To do this, the movement pattern is not taught rationally, but rather explored through movement itself—returning to that state of mind that existed before thought, in order to embody it (EMBODIMENT) in the body and transmit it to others on a cellular, bodily, perceptual, and kinesthetic level.
This is not a mind that organizes the body according to its own logic, but a mind in service of those sensory and perceptual bodily states, communicating on that level.
It is a process of being, not of doing or thinking.
It is a process of awareness, in which the part that leads and the part that receives dissolve once awareness is fully realized, down to the cellular level.
Visualization and somatization are steps along the path toward embodiment—tools of awareness that help us return to a pre-conscious state.
Cells are the microcosm of our individual self.
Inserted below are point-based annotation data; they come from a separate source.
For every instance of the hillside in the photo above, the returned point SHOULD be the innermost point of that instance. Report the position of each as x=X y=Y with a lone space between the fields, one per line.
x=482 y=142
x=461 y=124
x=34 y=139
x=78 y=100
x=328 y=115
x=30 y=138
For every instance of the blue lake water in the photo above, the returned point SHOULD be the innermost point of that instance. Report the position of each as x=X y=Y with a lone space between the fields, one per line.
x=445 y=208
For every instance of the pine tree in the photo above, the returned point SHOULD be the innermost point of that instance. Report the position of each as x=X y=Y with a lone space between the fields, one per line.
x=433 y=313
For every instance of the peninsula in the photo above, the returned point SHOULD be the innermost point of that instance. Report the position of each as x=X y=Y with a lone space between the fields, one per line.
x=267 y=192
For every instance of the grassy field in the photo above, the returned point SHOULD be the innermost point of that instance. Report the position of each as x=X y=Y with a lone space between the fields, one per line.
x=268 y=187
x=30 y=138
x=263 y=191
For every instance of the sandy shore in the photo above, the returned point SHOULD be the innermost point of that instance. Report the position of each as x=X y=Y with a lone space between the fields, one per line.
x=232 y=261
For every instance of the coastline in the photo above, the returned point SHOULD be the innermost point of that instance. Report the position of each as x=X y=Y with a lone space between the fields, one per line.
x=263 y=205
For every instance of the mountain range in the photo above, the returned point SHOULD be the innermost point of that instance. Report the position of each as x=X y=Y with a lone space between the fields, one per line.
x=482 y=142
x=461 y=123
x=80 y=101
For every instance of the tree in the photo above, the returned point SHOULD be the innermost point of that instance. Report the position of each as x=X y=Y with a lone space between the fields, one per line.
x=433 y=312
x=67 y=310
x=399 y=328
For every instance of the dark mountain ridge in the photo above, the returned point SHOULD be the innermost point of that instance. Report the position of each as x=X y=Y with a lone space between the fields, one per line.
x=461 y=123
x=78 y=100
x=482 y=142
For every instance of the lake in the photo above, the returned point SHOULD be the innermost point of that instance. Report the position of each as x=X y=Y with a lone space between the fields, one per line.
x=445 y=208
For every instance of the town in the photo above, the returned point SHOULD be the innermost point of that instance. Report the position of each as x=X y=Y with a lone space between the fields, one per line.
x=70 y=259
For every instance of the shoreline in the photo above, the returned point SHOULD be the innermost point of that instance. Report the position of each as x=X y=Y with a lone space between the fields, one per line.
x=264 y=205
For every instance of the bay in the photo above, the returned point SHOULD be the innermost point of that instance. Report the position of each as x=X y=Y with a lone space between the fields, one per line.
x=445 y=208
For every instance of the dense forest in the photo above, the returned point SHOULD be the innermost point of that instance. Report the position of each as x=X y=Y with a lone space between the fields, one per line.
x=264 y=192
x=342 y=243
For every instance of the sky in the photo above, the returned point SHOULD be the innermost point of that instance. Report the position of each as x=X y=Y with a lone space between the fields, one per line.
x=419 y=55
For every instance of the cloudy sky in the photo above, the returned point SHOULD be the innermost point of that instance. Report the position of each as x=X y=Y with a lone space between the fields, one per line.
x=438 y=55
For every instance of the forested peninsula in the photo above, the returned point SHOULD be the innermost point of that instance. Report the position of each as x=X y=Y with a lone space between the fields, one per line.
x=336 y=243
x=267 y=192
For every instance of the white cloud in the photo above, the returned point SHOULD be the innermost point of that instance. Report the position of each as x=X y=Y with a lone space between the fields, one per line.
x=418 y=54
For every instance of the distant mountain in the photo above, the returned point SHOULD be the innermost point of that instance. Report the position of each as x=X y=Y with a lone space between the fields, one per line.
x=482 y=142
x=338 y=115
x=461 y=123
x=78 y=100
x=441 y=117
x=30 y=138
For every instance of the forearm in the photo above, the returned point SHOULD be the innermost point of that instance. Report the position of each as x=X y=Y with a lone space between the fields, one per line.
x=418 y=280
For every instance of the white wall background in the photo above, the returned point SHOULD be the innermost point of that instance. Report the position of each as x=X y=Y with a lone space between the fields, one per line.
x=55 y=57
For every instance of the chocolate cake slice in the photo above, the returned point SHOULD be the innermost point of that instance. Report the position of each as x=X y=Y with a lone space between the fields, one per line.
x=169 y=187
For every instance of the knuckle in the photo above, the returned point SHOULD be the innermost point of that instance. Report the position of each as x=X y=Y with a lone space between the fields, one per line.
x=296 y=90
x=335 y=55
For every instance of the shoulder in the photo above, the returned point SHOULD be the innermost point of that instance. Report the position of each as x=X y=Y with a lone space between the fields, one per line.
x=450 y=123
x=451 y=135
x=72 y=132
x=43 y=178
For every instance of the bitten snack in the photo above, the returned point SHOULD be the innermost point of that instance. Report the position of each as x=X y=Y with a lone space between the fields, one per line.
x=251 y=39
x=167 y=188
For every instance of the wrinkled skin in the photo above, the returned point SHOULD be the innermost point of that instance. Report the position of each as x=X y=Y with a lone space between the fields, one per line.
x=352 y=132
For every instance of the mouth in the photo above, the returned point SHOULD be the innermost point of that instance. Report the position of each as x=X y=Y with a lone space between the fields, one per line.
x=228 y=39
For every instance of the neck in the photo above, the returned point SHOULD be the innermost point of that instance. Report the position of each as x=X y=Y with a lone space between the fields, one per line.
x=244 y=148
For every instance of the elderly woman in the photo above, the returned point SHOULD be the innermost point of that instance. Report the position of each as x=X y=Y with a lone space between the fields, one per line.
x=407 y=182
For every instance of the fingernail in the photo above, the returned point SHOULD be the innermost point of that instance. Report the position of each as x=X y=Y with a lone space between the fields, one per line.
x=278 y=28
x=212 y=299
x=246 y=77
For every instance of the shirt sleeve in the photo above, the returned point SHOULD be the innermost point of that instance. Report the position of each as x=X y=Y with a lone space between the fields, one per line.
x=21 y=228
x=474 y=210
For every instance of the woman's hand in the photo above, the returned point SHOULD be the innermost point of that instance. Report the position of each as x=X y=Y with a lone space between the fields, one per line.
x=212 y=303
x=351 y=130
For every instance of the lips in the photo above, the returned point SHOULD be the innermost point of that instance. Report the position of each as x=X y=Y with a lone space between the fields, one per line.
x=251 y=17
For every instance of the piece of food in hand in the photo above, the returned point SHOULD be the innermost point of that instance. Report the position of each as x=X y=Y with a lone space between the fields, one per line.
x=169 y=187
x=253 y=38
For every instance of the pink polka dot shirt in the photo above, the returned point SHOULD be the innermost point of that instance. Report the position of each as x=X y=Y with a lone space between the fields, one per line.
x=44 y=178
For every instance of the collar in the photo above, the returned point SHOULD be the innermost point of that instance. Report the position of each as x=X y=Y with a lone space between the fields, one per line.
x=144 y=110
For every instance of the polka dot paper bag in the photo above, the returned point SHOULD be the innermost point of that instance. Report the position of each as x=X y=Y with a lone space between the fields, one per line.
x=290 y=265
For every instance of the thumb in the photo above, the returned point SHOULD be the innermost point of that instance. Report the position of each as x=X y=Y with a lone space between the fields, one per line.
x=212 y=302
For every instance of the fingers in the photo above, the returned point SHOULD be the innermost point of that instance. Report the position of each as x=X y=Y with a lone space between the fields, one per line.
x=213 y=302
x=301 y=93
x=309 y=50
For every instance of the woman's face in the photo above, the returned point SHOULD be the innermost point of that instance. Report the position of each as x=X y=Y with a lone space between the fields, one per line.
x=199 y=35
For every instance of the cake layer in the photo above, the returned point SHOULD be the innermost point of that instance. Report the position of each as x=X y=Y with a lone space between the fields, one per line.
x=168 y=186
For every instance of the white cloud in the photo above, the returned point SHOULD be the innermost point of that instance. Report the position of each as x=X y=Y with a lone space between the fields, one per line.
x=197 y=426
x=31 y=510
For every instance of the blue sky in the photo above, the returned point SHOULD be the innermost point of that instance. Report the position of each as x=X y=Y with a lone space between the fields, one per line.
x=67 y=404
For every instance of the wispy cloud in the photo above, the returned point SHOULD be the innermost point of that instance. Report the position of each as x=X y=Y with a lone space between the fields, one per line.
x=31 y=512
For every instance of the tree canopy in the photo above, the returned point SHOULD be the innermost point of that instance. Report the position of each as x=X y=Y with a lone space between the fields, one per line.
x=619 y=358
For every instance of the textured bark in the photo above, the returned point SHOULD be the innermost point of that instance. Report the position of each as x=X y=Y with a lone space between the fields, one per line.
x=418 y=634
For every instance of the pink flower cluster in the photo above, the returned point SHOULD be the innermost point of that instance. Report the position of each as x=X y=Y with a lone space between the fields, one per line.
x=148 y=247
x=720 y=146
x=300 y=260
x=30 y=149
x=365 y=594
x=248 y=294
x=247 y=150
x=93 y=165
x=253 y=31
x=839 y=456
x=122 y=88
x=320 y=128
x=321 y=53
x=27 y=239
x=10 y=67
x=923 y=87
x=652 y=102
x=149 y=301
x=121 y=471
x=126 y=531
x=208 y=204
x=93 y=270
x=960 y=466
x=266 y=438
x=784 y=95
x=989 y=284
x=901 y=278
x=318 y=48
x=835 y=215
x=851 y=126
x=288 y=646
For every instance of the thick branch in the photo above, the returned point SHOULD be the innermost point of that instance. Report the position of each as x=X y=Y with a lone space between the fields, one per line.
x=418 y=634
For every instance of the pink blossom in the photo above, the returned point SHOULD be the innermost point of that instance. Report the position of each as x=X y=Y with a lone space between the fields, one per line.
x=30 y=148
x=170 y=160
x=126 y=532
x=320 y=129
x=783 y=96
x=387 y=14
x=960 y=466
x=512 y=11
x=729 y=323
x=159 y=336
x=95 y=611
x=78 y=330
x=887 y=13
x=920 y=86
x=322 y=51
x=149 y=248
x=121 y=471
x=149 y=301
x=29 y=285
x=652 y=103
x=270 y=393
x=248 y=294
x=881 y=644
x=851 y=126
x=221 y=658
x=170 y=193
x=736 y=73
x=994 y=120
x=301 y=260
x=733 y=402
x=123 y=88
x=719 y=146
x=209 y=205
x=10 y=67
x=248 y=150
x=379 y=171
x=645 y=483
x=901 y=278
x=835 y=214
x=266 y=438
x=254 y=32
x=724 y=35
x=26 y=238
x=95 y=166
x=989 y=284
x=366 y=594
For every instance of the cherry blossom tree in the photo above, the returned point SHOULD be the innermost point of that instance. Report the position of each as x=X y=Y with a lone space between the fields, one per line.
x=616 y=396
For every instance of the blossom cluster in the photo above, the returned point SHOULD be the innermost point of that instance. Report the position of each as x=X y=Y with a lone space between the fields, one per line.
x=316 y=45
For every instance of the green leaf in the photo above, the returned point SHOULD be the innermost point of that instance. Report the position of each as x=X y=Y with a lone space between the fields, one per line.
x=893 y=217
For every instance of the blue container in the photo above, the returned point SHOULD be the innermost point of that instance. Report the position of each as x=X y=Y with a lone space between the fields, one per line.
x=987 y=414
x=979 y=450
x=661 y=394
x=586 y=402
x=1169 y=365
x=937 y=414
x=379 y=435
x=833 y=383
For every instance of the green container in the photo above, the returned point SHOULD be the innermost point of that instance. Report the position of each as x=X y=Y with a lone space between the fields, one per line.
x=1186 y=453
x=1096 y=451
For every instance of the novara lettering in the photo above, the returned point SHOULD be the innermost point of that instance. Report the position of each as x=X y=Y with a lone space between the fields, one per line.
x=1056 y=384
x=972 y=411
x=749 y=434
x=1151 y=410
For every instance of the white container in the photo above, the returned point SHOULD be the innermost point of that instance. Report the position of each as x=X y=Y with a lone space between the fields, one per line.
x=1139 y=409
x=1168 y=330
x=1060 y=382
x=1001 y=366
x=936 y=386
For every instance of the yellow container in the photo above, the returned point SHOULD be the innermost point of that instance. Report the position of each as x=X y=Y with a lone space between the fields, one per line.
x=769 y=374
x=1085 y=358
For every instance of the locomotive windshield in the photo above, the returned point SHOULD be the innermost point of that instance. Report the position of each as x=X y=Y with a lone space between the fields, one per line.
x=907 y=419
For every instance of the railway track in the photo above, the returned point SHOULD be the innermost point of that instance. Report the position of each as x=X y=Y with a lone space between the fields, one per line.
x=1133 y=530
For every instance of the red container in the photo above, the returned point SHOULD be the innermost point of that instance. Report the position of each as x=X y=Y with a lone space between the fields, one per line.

Each cell corresponds to an aspect of ourselves, of our conscious and unconscious behavior, and expresses both our body and our mind.
— Bonnie Bainbridge Cohen
The Creative Process
I consider the creative process as the constant redefinition of what has no form into a form, and I believe it draws upon a primary energy—the sum of drives and desires that reside in the deepest and most hidden parts of the human psyche.
As soon as one lets go of that form and allows it to evolve, a new source of energy becomes available for a new definition.
The ability to engage and enter into this process is, in my view, what is truly healing.